这是一个开始,它会将数据解析为 ParseResults 数据结构,然后您可以遍历并为定义的文档类型创建解析器:
from pyparsing import *
LT,GT,EXCLAM,LBRACK,RBRACK,LPAR,RPAR = map(Suppress,"<>![]()")
DOCTYPE = Keyword("DOCTYPE").suppress()
ELEMENT = Keyword("ELEMENT").suppress()
ident = Word(alphas, alphanums+"_")
elementRef = Group(ident("name") + Optional(oneOf("* +")("rep")))

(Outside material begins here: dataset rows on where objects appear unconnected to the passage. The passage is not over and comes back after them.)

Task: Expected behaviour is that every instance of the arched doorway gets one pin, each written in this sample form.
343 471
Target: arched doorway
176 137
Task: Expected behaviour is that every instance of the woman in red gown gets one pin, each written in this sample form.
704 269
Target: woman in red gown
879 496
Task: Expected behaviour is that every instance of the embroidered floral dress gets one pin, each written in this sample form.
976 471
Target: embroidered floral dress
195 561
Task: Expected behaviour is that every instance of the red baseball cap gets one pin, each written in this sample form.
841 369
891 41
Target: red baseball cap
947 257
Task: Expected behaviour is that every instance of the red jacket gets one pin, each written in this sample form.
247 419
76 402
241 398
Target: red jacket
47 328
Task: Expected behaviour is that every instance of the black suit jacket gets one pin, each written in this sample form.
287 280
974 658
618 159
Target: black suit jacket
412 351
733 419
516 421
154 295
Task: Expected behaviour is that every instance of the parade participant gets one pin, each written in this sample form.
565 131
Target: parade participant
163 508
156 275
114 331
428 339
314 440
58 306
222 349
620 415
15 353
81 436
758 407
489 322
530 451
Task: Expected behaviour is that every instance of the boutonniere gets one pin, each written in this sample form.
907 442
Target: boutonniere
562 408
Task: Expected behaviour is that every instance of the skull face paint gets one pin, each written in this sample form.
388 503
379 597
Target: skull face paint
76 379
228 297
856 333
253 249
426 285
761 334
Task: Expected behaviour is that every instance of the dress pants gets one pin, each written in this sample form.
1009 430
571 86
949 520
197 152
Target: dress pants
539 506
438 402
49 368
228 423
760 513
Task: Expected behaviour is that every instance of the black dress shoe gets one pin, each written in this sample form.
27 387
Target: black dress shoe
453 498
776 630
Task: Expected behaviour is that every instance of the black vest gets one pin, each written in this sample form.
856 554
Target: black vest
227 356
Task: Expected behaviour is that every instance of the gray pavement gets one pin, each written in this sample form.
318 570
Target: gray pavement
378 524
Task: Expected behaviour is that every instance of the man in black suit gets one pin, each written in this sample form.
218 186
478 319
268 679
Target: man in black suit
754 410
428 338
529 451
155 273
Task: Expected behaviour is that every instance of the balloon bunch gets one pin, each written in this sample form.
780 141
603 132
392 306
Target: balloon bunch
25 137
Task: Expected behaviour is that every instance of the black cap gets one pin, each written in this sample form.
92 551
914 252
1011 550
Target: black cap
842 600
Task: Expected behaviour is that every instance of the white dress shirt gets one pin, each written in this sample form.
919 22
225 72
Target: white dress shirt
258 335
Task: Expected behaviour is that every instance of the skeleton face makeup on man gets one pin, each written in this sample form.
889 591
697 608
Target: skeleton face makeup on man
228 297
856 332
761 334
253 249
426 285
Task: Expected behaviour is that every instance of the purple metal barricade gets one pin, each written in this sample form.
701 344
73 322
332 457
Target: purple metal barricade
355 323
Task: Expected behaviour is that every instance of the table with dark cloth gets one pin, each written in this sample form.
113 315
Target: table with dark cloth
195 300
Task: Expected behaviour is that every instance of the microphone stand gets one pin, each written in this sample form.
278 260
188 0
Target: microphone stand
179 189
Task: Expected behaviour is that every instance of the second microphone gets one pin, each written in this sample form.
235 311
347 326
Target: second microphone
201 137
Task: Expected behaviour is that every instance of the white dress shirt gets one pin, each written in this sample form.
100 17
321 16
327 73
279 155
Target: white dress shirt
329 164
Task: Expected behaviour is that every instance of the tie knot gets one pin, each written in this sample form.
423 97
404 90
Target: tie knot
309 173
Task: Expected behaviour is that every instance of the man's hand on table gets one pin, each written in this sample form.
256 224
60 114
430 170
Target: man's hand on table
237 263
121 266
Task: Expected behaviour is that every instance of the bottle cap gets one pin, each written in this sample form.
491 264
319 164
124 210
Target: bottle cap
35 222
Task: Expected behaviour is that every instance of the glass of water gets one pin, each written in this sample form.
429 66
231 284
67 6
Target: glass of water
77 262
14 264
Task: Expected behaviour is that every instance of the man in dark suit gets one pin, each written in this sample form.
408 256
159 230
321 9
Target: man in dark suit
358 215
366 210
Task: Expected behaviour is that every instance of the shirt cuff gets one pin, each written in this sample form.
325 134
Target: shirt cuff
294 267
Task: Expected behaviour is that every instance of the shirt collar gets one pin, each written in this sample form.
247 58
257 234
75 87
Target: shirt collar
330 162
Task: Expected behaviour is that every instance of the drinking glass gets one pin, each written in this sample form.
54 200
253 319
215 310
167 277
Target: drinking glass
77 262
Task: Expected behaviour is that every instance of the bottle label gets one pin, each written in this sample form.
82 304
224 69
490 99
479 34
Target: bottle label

elementExpr = infixNotation(elementRef,
[
(',', 2, opAssoc.LEFT),
('|', 2, opAssoc.LEFT),
])
PCDATA = Literal(r"\#PCDATA")
elementDefn = Group(LT+EXCLAM + ELEMENT + ident("name") +
LPAR + (elementExpr | PCDATA("PCDATA"))("contents") + RPAR + GT)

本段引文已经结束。